When I was pregnant with my son, pretty much alone and terrified, one of the last entries in my diary was noting that it was Mother’s Day. I notice i often stop writing when things are really troubling me. I think that Mother’s Day when as far as the rest of the world was concerned I was not worthy to be a mother was pretty much the worst one I have ever spent. It was a long way to December when my son was born. To be alone is a terrible thing. To be given the message that you are not worthy is a terrible and sad thing. It is also a lie. Everyone is worthy. I was worthy. More than worthy. So was my son.
I think often of adoptees who have gone in search of their mothers and found them wanting. Wanting in love for them. Rejecting of them in reunion. I don’t understand that. Studies have shown that a very high percentage, around 95%, want to meet their children lost to adoption.
When I read of rejections I want to write to the adoptee and say how sorry I am. I’d like write to the mother too. I don’t understand their response but maybe at some level I do.
When you lose a child to adoption the only way to survive in a world that refuses to talk about or acknowledge your loss is to shut down some part of you. I think sometimes that this is what these mothers fear, opening a flood gate and being overwhelmed by the pain. It is a legitimate fear.
At reunion you truly discover what you have lost. Or maybe you just allow yourself to feel the loss in a way you have never felt it before. I think adoptees go through this too particularly when they have been raised to believe they were rescued from a terrible fate only to discover that may not be true. The original fate if it had been allowed to play out, may not have been that bad. In fact, it might, with a little support, been quite good. Might even have been better.
Strangely, it was my son’s father who taught me something about children. When I found my son, his other children were in their late teens. (His son is 10 months younger than my son – but that’s a another post for another day.). My son’s father said to me, “Sometimes, if you let them, children will help you.” I believe that to be true in a general way but I’m not so sure it’s true for parents and children who have been lost to each other through adoption. I think the feelings of abandonment are too strong. And so the dance of hurt begins.
Sadly sometimes the hurt wins.
I’m not sure why I wrote about all of that. It just came out. I was going to write about how last year I had two Mother’s Days, one here the other in Paris France. So I’ll talk a bit about that now.
By happy coincidence my daughter was there for both of them. France celebrates Mother’s Day later in May. Both Mother’s Days were very She came to spend the weekend with us. Wonderful! In Paris, we went to lunch at the rooftop restaurant, Centre Georges Pompidou. It has a magnificent view of the city. I highly recommend it.

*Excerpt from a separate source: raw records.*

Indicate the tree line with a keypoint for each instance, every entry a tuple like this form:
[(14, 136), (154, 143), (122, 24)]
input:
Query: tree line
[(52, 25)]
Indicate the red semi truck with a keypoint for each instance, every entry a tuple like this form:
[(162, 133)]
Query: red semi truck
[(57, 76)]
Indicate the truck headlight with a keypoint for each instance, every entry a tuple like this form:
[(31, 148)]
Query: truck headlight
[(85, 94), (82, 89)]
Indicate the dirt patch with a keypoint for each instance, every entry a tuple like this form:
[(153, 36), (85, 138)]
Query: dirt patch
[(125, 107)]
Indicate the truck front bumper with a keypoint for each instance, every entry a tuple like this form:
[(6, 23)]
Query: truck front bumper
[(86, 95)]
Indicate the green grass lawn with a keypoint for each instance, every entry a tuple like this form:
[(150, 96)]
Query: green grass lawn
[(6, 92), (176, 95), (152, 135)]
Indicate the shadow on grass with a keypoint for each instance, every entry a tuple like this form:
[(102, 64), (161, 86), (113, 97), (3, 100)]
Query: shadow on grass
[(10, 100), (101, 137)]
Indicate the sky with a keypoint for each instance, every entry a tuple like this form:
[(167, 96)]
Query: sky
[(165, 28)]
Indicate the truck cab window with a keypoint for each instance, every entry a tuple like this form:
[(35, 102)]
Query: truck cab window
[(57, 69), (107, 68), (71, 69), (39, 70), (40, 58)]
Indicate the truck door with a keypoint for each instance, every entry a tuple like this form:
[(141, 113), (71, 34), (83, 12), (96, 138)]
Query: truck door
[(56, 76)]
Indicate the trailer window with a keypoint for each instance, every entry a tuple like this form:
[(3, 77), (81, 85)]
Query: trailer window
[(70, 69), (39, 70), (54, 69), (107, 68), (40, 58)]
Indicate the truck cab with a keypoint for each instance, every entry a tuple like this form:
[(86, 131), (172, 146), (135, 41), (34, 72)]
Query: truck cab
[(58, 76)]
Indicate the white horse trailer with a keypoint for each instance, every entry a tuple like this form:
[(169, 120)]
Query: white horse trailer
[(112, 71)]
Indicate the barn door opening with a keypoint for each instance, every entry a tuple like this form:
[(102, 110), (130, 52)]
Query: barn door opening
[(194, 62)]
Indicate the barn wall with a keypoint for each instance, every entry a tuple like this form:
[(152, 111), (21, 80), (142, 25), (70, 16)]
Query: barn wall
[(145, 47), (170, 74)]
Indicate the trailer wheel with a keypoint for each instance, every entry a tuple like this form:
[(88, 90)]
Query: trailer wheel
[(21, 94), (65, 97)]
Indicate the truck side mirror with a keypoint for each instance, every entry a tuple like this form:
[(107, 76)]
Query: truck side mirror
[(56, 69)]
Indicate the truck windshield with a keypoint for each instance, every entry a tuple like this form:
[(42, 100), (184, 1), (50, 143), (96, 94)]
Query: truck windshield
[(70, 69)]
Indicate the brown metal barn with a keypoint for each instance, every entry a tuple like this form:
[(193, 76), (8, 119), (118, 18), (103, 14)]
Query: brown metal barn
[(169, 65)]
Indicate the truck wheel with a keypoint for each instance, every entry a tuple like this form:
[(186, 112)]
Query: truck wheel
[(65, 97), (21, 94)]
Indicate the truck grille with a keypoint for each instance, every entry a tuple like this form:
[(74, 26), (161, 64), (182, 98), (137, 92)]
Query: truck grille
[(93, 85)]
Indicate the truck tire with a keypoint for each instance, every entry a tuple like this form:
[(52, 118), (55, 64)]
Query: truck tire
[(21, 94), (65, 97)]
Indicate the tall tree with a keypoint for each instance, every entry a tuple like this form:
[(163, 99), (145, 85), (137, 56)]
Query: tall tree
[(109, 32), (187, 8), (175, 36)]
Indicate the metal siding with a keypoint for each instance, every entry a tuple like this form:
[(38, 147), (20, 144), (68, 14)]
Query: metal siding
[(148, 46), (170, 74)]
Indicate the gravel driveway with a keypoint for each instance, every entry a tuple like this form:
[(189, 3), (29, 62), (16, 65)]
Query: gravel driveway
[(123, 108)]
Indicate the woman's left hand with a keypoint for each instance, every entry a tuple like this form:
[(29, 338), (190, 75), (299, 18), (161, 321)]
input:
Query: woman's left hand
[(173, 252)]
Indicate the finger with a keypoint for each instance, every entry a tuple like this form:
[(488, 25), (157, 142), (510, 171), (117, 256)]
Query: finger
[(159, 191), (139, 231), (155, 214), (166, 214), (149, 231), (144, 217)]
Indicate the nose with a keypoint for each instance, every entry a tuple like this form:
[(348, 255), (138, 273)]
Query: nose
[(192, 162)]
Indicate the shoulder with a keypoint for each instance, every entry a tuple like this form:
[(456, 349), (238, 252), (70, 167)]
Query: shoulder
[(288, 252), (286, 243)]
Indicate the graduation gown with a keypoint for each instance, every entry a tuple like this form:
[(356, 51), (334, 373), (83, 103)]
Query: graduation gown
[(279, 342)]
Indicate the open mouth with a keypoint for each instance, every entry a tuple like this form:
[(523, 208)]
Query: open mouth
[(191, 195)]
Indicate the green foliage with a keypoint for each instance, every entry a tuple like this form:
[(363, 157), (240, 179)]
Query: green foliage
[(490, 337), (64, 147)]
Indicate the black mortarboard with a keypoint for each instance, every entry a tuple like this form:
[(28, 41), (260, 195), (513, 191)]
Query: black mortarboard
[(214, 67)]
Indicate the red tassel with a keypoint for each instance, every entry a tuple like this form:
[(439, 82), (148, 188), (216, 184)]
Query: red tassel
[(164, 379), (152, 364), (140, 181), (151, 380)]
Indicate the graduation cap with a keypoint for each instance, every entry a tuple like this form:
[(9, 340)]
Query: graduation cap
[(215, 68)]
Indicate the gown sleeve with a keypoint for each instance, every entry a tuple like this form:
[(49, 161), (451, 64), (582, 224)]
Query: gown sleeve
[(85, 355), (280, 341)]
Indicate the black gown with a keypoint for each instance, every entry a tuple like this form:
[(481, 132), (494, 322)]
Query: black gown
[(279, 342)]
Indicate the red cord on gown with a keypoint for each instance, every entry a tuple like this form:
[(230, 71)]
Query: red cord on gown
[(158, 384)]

Thinking about my two Mother’s Days got me thinking about the whole Mother’s Day – Birth Mother’s Day debate.
Why don’t we change the name of this day? Why don’t we just move that apostrophe. Or get rid of it all together.
Mothers’ Day. Would that solve the problem? No need for the separate but allegedly equal Mother’s Day and birth mother’s day (There are no capitals there on purpose.)
Mothers Day. I kind of like it.
Much wisdom, per usual, over at The Declassified Adoptee on the subject of having two mothers.
Happy Mothers Day to all mothers and their children.
We are going out tomorrow because my daughter had to work today. She works hard I am proud to be her mother. I am proud to be my son’s mother too.